Bollywood and the Marketing of Dubious Virtue

Mindia
The Guardian‘s Michael Hann sees the "beginning of the end" of Bollywood in Actor Prepares, an acting school for aspiring Bollywood stars, located in Ealing, England. The school is a sign of the increasing globalization of the Bollywood brand, a process, Hann argues, that will destroy everything that is unique and appealing about the Bollywood cinema, at least for its British fans. Hann writes, "If Bollywood becomes self-conscious about its various cinematic formulae – including hammy acting, songs and extravagant scores – it risks losing its own appealing, if bizarre, cultural flavour."

For Hann, the Actor Prepares academy is indicative of this development because it will lend an air of legitimacy to film acting for Indian women. "Its long and illustrious history is peopled with gifted individuals who nonetheless suffered the stigma of a supposedly sleazy profession," Hann says. "Bollywood actresses, much like their counterparts on the English Victorian stage, have been looked down upon as women of dubious virtue."

But this only tells half of the story. Yes, in the early years of the Indian cinema actresses were stigmatized by their work on screen. In the 1920s, even prostitutes refused film roles, and the first major female star was an Australian named Mary Evans, who performed as Fearless Nadia in the 1930s and ’40s (interestingly, as an action hero). But after Independence the Indian cinema reflected the larger cultural divide between traditional Indian values and modernization. For Indian actresses this sometimes meant a wild discrepancy between their screen personas and their private lives, which were the subject of fervid tabloid interest. But even in their private lives female stars enjoyed far more latitude in their behavior than ordinary Indian woman. Nargis Dutt starred in the iconic nationalist film Mother India (1957) while conducting an open affair with her married producer. When that relationship collapsed, she married the actor who played her son in Mother India and, throughout the melodramas of her romantic life, maintained her sainted status as the filmic mother of India. Similarly, Smita Patil, the It Girl of the 1970s New Indian Cinema, was a heroine to India’s poor even as she slept with a variety of married men. Dubious virtue, then, was associated with modernization and the throwing off of the constraints of traditional culture.

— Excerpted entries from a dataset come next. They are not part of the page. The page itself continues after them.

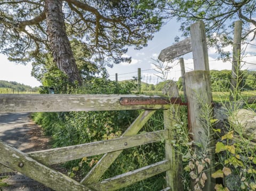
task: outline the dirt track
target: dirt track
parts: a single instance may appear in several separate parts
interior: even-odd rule
[[[49,138],[44,136],[41,128],[33,122],[28,113],[0,114],[0,140],[23,152],[50,147]],[[9,186],[0,186],[1,191],[52,190],[25,176],[14,174],[3,181]]]

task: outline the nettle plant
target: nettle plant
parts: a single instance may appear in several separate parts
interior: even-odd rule
[[[248,136],[244,133],[236,115],[238,110],[235,106],[227,110],[229,121],[225,135],[216,143],[219,167],[212,176],[222,178],[224,185],[217,185],[218,191],[228,190],[230,187],[235,190],[256,190],[255,144],[252,142],[253,135]],[[217,130],[220,132],[220,129]]]

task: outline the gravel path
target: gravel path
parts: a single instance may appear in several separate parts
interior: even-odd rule
[[[0,114],[0,140],[24,152],[50,148],[49,138],[43,135],[41,128],[33,122],[28,113]],[[9,185],[0,184],[0,191],[52,190],[20,173],[12,174],[14,175],[0,179],[0,183]]]

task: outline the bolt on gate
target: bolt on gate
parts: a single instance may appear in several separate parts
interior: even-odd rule
[[[174,128],[172,118],[176,111],[170,105],[180,102],[178,97],[169,99],[130,95],[0,95],[1,113],[144,110],[121,137],[113,139],[29,153],[0,141],[0,173],[15,170],[56,190],[114,190],[166,171],[167,187],[164,190],[181,189],[181,171],[177,165],[179,159],[171,142],[174,138],[172,130]],[[164,110],[165,129],[137,135],[159,109]],[[165,160],[99,180],[123,150],[163,139]],[[105,155],[80,182],[50,167],[101,154]]]

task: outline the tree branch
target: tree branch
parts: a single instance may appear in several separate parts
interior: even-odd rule
[[[21,21],[18,24],[18,29],[21,31],[23,31],[26,26],[37,24],[45,18],[45,11],[44,10],[38,16],[33,19]]]

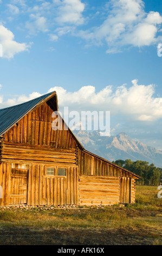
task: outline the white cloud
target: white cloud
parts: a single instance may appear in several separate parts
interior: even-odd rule
[[[85,4],[81,0],[62,0],[59,2],[58,15],[55,20],[59,23],[70,23],[81,25],[84,22],[82,13],[85,9]]]
[[[91,44],[106,42],[107,53],[118,52],[126,45],[141,47],[157,43],[162,17],[158,12],[144,11],[141,0],[112,0],[106,7],[107,16],[100,26],[77,33]]]
[[[59,87],[51,88],[48,92],[57,92],[61,108],[69,106],[75,110],[107,110],[140,121],[162,118],[162,98],[154,97],[154,86],[138,85],[137,80],[132,82],[129,88],[124,84],[115,91],[112,86],[108,86],[96,93],[94,87],[88,86],[73,93]]]
[[[162,119],[162,97],[154,96],[155,86],[138,84],[138,80],[132,81],[130,87],[126,84],[115,89],[108,86],[99,92],[94,86],[81,87],[74,92],[67,92],[61,87],[51,88],[47,93],[56,91],[58,96],[59,109],[69,107],[70,111],[111,111],[111,115],[120,115],[122,120],[129,121],[154,121]],[[1,88],[1,87],[0,87]],[[20,95],[3,102],[1,98],[0,107],[22,103],[42,94],[33,92],[29,96]]]
[[[0,25],[0,44],[3,46],[3,57],[13,58],[21,52],[28,51],[30,45],[26,43],[19,43],[14,40],[14,35],[11,31],[3,25]]]
[[[49,40],[50,41],[57,41],[59,37],[56,35],[54,35],[53,34],[49,34]]]
[[[47,32],[48,31],[47,19],[40,16],[39,14],[30,14],[30,21],[27,21],[25,27],[29,30],[31,34],[35,34],[37,32]]]
[[[12,4],[8,4],[7,6],[9,8],[9,11],[13,15],[19,14],[19,12],[20,12],[19,9],[17,6],[13,5]]]

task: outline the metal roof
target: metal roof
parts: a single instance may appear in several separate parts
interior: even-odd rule
[[[47,101],[54,95],[56,93],[53,92],[24,103],[0,109],[0,136],[38,104]]]

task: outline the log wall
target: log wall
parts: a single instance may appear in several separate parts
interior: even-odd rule
[[[118,204],[120,180],[117,177],[79,176],[80,205]]]
[[[22,195],[23,184],[18,180],[15,181],[15,186],[21,186],[19,192],[16,189],[13,194],[12,170],[24,169],[28,171],[27,175],[27,194]],[[55,167],[56,168],[56,167]],[[24,175],[24,174],[22,174]],[[18,177],[20,178],[21,175]],[[23,176],[23,179],[24,177]],[[24,182],[24,181],[23,181]],[[25,184],[24,184],[25,185]],[[21,164],[2,163],[0,164],[0,186],[3,188],[0,205],[27,203],[29,205],[62,205],[79,204],[78,168],[77,167],[67,168],[66,176],[48,175],[46,166],[38,164]],[[19,193],[19,194],[17,194]],[[24,192],[23,192],[24,193]],[[20,200],[20,198],[22,200]],[[22,200],[23,199],[23,200]]]
[[[46,145],[55,148],[76,148],[69,130],[54,130],[53,111],[44,103],[25,115],[4,135],[5,141],[31,145]],[[58,118],[59,120],[59,118]]]

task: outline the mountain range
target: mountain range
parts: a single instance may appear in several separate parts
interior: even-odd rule
[[[79,124],[80,128],[81,124]],[[85,148],[111,162],[119,159],[146,161],[162,167],[162,151],[132,139],[125,132],[116,136],[103,136],[99,131],[88,132],[81,129],[73,132]]]

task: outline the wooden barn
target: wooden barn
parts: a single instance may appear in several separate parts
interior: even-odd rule
[[[133,203],[139,177],[52,129],[55,111],[55,92],[0,109],[0,205]]]

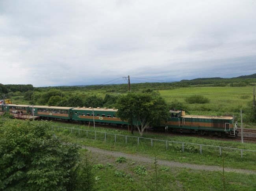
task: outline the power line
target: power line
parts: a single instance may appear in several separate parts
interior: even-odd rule
[[[162,82],[178,82],[175,81],[170,81],[170,80],[156,80],[155,79],[148,79],[148,78],[137,78],[135,77],[132,77],[132,78],[137,78],[137,79],[142,79],[143,80],[155,80],[155,81],[161,81]]]
[[[117,78],[114,79],[113,80],[110,80],[110,81],[109,81],[108,82],[106,82],[104,83],[103,83],[103,84],[99,84],[99,85],[104,85],[104,84],[108,84],[108,83],[111,82],[112,82],[112,81],[113,81],[116,80],[118,80],[118,79],[119,79],[119,78],[122,78],[122,77],[119,77],[119,78]]]

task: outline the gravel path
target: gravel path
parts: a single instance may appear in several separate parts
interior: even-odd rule
[[[82,147],[83,148],[86,148],[89,151],[91,151],[92,153],[96,153],[98,154],[110,155],[115,157],[124,156],[127,158],[136,160],[138,162],[153,163],[154,162],[154,158],[153,158],[138,155],[127,154],[121,152],[107,151],[91,147],[85,147],[83,146]],[[216,166],[207,166],[206,165],[198,165],[188,163],[181,163],[178,162],[169,161],[160,159],[158,159],[157,161],[158,164],[165,165],[172,167],[182,167],[194,170],[204,170],[210,171],[222,171],[222,167]],[[249,170],[226,168],[225,168],[224,170],[226,172],[235,171],[236,173],[256,174],[256,171]]]

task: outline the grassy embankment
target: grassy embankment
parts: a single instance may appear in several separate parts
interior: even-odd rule
[[[53,123],[52,124],[65,127],[72,127],[75,128],[93,130],[91,126],[66,124],[59,123]],[[61,129],[60,129],[60,130]],[[129,133],[128,131],[122,131],[109,129],[106,128],[96,128],[97,131],[106,132],[114,134],[128,135]],[[104,133],[97,133],[96,140],[94,140],[95,133],[88,131],[87,136],[85,131],[80,132],[80,135],[77,130],[72,131],[71,133],[70,129],[61,129],[56,134],[61,136],[70,137],[72,141],[83,145],[95,147],[109,150],[120,151],[128,153],[139,153],[152,156],[154,151],[151,147],[151,142],[150,140],[141,138],[139,140],[139,146],[137,145],[137,139],[135,138],[128,138],[128,144],[125,143],[125,137],[116,136],[116,142],[115,142],[114,135],[107,135],[106,141],[104,141]],[[135,132],[134,136],[139,136]],[[225,141],[210,140],[205,138],[186,137],[178,135],[165,135],[164,134],[155,135],[145,133],[143,137],[150,138],[156,138],[168,141],[184,142],[186,143],[195,143],[200,144],[212,145],[231,148],[236,148],[248,150],[256,150],[256,144],[253,143],[241,143],[236,141]],[[217,166],[221,166],[222,165],[222,158],[219,156],[219,147],[210,147],[203,146],[202,154],[200,154],[200,146],[191,145],[184,145],[184,151],[182,152],[181,144],[168,143],[167,149],[166,149],[165,142],[154,142],[158,149],[158,157],[159,159],[173,160],[182,163],[188,163],[200,165]],[[226,167],[241,169],[248,169],[256,170],[256,152],[243,151],[243,156],[241,158],[241,152],[239,151],[234,151],[228,149],[222,150],[222,156],[224,157]]]
[[[176,100],[182,103],[186,110],[191,115],[234,115],[236,120],[240,119],[239,111],[244,111],[253,99],[252,87],[189,87],[174,89],[160,90],[159,91],[167,103]],[[106,93],[119,95],[118,92],[107,93],[104,90],[91,90],[86,92],[80,90],[63,91],[63,94],[76,95],[85,98],[87,95],[96,95],[104,98]],[[202,95],[209,99],[210,102],[204,104],[189,104],[185,99],[195,95]],[[13,97],[13,102],[16,104],[29,104],[22,96]],[[246,117],[246,116],[245,117]],[[244,119],[244,122],[246,119]],[[256,125],[252,123],[244,123],[245,127],[256,128]]]
[[[54,123],[55,125],[63,126],[63,124]],[[88,127],[85,126],[65,124],[65,126],[74,127],[76,128],[93,130],[92,127]],[[105,128],[97,127],[98,131],[128,135],[127,131],[116,130]],[[203,149],[202,155],[199,153],[198,148],[186,147],[185,152],[182,153],[180,147],[175,144],[168,145],[166,150],[165,144],[154,142],[153,148],[151,147],[151,142],[144,141],[140,140],[139,146],[137,145],[137,140],[128,138],[128,144],[125,144],[125,139],[117,136],[115,143],[114,136],[107,136],[107,141],[104,140],[104,135],[97,134],[95,140],[94,133],[88,132],[88,137],[85,132],[80,132],[70,129],[59,129],[56,135],[66,137],[71,141],[87,146],[100,148],[107,150],[116,151],[141,156],[149,156],[154,158],[157,153],[157,159],[174,160],[182,163],[195,164],[200,165],[213,165],[221,166],[222,158],[219,156],[218,149]],[[135,133],[135,136],[138,134]],[[254,144],[245,143],[242,144],[236,142],[227,142],[208,140],[204,138],[186,137],[179,136],[170,136],[164,135],[153,135],[145,133],[145,137],[168,140],[196,143],[211,145],[216,145],[244,149],[256,149]],[[175,149],[176,148],[176,149]],[[178,150],[176,149],[178,149]],[[224,157],[225,167],[256,170],[255,158],[256,153],[244,152],[243,158],[240,158],[240,153],[232,152],[227,150],[222,151],[222,156]],[[152,188],[155,181],[155,166],[153,162],[134,161],[127,160],[127,162],[118,163],[115,158],[109,156],[102,156],[100,154],[93,153],[91,155],[91,160],[96,166],[100,166],[100,169],[95,169],[93,171],[97,181],[96,186],[100,190],[147,190]],[[143,166],[146,169],[142,170],[141,173],[135,172],[136,167]],[[102,168],[101,168],[102,167]],[[204,170],[191,170],[186,168],[169,167],[158,166],[157,167],[158,178],[160,184],[159,190],[191,190],[208,191],[221,190],[223,186],[219,175],[215,172]],[[234,172],[227,179],[227,190],[253,191],[256,187],[255,180],[256,175],[241,174]]]

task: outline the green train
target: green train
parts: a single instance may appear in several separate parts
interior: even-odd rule
[[[116,115],[115,108],[106,107],[64,107],[26,105],[2,105],[0,112],[40,117],[42,119],[75,121],[81,123],[93,122],[105,125],[125,127],[128,124]],[[134,122],[134,123],[136,122]],[[161,124],[151,127],[156,130],[176,131],[218,136],[237,136],[237,123],[231,116],[186,115],[180,110],[170,110],[169,117]]]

However, as Bollywood changes to reflect a globalized Indian economy, it’s left behind, to a certain degree, the older cultural dichotomy. Aishwarya Bachchan represents the chaste new breed of polished, export-ready Indian actresses, but even she’s had problems creating a crossover market. A few international stars aside, the globalization of Bollywood faces some structural problems beyond cleaning up its image overseas. It’s worth noting, in view of Hann’s fears about Bollywood losing its tawdry soul, that when Hollywood globalized in the 1980s, it became more like itself, not less. The Indian cinema developed its cinematic formulae to market itself to a polyglot, multi-cultural nation almost as diverse as the global market itself. Besides, as Hollywood proves with every new issue of People and Us, dubious virtue sells.